Now we'll make the substitution x=v-w and y=v+w.  Note that this also means 2v=y+x and 2w=y-x, which makes the substution easier.

x * ((y+x)^2+(y-x)*(y+x)+(y-x)^2) = (y-x)*(y+x) + 244

Now simplify:

x^3 + x^2 + 3xy^2 - y^2 = 244.

Then multiply through by 27 and subtract 4 from each side:

27x^3 + 27x^2 - 4 + 81xy^2 - 27y^2 = 6584

Now the cubic in x and mixed terms in y^2 both have 3x-1 as a factor.  So factor everything on the left side and divide by 3x-1.  Then:

(3x+2)^2 + 27y^2 = 6584/(3x-1)

 Then 3x-1 must be a factor of 6584.  Also since (3x+2)^2 + 27y^2 is strictly positive then 3x-1 must also be positive.

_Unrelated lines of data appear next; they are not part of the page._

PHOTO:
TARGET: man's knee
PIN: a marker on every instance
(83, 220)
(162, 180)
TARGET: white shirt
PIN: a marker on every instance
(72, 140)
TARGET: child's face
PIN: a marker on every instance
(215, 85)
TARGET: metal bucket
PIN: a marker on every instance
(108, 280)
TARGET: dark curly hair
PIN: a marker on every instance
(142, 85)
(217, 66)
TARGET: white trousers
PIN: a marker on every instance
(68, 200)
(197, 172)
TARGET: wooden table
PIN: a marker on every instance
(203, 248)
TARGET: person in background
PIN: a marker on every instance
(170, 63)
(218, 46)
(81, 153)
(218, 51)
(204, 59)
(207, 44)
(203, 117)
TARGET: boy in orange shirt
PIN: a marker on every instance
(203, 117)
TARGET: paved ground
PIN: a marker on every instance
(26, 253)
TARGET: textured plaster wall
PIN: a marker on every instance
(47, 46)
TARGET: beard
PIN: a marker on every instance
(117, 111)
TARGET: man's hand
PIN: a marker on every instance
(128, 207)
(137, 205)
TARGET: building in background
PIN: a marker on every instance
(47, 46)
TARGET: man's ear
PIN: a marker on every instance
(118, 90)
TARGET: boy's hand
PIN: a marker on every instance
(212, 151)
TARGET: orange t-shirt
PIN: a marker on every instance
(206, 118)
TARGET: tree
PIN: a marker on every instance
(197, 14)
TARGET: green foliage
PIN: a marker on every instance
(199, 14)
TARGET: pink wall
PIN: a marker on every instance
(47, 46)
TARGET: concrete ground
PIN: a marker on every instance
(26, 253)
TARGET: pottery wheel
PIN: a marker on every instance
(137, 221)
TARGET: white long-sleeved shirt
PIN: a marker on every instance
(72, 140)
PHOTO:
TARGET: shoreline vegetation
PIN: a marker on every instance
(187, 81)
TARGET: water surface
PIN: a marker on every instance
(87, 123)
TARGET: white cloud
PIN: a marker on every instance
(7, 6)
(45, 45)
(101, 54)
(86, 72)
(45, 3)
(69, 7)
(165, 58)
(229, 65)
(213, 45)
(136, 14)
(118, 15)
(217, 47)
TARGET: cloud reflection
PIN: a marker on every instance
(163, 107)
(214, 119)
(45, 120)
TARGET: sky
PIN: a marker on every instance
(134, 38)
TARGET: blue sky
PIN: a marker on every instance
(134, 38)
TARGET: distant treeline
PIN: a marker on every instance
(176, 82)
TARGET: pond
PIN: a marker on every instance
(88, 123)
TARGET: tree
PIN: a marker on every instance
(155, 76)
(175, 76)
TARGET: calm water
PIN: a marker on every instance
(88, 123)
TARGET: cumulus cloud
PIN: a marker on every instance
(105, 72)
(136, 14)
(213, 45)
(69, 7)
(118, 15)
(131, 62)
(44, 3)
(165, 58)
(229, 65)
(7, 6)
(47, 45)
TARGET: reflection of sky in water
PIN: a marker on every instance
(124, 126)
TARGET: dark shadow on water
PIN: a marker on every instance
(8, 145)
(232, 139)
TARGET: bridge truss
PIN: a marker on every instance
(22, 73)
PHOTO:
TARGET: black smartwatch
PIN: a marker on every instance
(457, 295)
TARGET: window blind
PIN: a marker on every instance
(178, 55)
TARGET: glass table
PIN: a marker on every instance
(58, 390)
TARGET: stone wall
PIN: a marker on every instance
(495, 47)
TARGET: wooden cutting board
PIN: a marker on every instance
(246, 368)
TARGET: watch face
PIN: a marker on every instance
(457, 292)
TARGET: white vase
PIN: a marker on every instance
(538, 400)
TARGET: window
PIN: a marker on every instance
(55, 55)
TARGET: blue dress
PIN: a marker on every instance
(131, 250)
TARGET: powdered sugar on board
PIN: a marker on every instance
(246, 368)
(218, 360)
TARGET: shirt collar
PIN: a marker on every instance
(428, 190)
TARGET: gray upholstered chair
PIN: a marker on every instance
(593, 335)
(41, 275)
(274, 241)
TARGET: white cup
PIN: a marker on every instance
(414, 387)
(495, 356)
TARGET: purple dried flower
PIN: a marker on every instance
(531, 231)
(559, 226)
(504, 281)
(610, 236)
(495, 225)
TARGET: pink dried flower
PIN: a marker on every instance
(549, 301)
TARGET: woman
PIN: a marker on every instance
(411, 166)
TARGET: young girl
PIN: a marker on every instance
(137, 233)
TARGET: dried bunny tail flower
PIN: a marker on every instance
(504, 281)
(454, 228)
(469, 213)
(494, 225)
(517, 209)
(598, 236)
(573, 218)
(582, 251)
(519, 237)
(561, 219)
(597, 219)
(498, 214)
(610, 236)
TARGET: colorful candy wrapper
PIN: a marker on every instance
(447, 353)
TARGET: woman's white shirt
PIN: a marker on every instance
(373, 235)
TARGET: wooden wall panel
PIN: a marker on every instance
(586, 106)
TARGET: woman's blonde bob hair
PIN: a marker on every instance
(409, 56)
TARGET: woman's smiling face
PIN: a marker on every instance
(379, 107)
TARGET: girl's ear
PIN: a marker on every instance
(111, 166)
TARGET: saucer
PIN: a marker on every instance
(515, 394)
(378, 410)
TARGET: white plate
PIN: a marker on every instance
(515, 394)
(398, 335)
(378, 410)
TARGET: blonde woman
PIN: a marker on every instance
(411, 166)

6584 = 2^3*823, so 3x-1 can be one of 1,2,4,8,823,1646,3292,6584.  But looking mod 3, 3x-1 must be 2 mod 3.  That leaves 2, 8, 1646 or 6584.  Then x equals 1, 3, 549, or 2195.

Testing each case:

If x=1 then y^2=121, which makes y=11 or -11

If x=3 then y^2=26: rejected as y^2 needs to be square

If x=1646 then y^2=-100711: rejected as y^2 needs to be positive

If x=6584 then y^2=-1606984: rejected as y^2 needs to be positive

So this leaves us with x=1 and y=11 or -11.

In the case x=1 and y=11 then v=6 and w=5

In the case x=1 and y=-11 then v=-5 and w=-6.

Then over all integers there are only two solutions (v,w) = (6,5) or (-5,-6).